Mais mon oncle ne voulait pas attendre. Il piqua des deux vers le rivage. Sa monture vint flairer la dernière ondulation des vagues et s’arrêta. Mon oncle, qui avait son instinct à lui, la pressa davantage. Nouveau refus de l’animal, qui secoua la tête. Alors jurons et coups de fouet, mais ruades de la bête, qui commença à désarçonner son cavalier. Enfin le petit cheval, ployant ses jarrets, se retira des jambes du professeur et le laissa tout droit planté sur deux pierres du rivage, comme le colosse de Rhodes.

« Ah ! maudit animal ! s’écria le cavalier, subitement transformé en piéton, et honteux comme un officier de cavalerie qui passerait fantassin.

— Färja, fit le guide en lui touchant l’épaule.

— Quoi ! un bac ?

— Der, répondit Hans en montrant un bateau.

— Oui, m’écriai-je, il y a un bac.

— Il fallait donc le dire ! Eh bien, en route !

— Tidvatten, reprit le guide.

— Que dit-il ?

— Il dit marée, répondit mon oncle en me traduisant le mot danois.

— Sans doute, il faut attendre la marée ?

— Förbida ? demanda mon oncle.

— Ja, répondit Hans.

Mon oncle frappa du pied, tandis que les chevaux se dirigeaient vers le bac.

Je compris parfaitement la nécessité d’attendre un certain instant de la marée pour entreprendre la traversée du fjörd, celui où la mer, arrivée à sa plus grande hauteur, est étale. Alors le flux et le reflux n’ont aucune action sensible, et le bac ne risque pas d’être entraîné, soit au fond du golfe, soit en plein Océan.
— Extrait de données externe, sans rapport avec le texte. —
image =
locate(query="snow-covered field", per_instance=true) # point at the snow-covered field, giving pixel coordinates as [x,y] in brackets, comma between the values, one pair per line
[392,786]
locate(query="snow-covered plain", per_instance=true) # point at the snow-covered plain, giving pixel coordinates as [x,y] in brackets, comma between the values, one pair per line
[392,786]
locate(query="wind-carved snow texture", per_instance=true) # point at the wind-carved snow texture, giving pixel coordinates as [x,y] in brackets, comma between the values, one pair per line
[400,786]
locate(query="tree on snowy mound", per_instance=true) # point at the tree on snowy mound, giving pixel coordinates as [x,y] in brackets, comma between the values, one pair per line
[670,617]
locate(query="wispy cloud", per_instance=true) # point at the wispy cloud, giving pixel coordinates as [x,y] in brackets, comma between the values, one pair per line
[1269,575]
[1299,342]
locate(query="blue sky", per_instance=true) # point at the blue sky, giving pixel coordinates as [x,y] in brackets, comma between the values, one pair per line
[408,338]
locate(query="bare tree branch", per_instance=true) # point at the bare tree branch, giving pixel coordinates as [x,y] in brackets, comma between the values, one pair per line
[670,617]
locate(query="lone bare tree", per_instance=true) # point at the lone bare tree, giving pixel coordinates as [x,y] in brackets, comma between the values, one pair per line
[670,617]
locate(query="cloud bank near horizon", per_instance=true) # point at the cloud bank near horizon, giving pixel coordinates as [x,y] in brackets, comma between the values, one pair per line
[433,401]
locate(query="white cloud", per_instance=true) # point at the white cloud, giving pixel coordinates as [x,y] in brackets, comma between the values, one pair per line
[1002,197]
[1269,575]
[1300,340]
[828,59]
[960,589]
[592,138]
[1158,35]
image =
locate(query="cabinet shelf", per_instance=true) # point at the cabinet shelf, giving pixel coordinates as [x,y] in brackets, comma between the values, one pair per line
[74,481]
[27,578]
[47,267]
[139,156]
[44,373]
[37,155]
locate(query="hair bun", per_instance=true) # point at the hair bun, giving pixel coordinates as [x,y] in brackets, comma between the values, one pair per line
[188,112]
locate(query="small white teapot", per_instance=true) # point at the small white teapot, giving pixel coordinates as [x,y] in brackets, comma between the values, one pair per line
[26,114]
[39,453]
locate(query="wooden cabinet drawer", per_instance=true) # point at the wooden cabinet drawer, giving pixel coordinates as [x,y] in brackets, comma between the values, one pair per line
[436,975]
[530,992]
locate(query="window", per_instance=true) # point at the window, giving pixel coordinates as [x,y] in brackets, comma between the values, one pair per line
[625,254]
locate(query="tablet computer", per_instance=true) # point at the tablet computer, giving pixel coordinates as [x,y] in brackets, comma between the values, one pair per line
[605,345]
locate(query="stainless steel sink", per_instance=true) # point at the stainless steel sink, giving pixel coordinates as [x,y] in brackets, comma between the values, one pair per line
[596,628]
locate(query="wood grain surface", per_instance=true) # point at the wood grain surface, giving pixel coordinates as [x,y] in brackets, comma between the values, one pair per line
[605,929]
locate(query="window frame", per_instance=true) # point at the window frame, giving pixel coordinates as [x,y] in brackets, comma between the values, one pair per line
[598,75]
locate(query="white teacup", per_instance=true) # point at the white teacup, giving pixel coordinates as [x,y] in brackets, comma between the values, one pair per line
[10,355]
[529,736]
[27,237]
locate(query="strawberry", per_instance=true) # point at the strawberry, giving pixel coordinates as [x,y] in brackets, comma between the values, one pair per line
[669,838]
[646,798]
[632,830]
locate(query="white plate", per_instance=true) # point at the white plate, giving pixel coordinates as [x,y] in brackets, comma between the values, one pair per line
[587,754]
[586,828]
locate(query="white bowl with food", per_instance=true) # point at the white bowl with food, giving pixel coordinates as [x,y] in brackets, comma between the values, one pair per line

L’instant favorable n’arriva qu’à six heures du soir ; mon oncle, moi, le guide, deux passeurs et les quatre chevaux, nous avions pris place dans une sorte de barque plate assez fragile. Habitué que j’étais aux bacs à vapeur de l’Elbe, je trouvai les rames des bateliers un triste engin mécanique. Il fallut plus d’une heure pour traverser le fjörd ; mais enfin le passage se fit sans accident.

Une demi-heure après, nous atteignions l’ « aoalkirkja » de Gardär.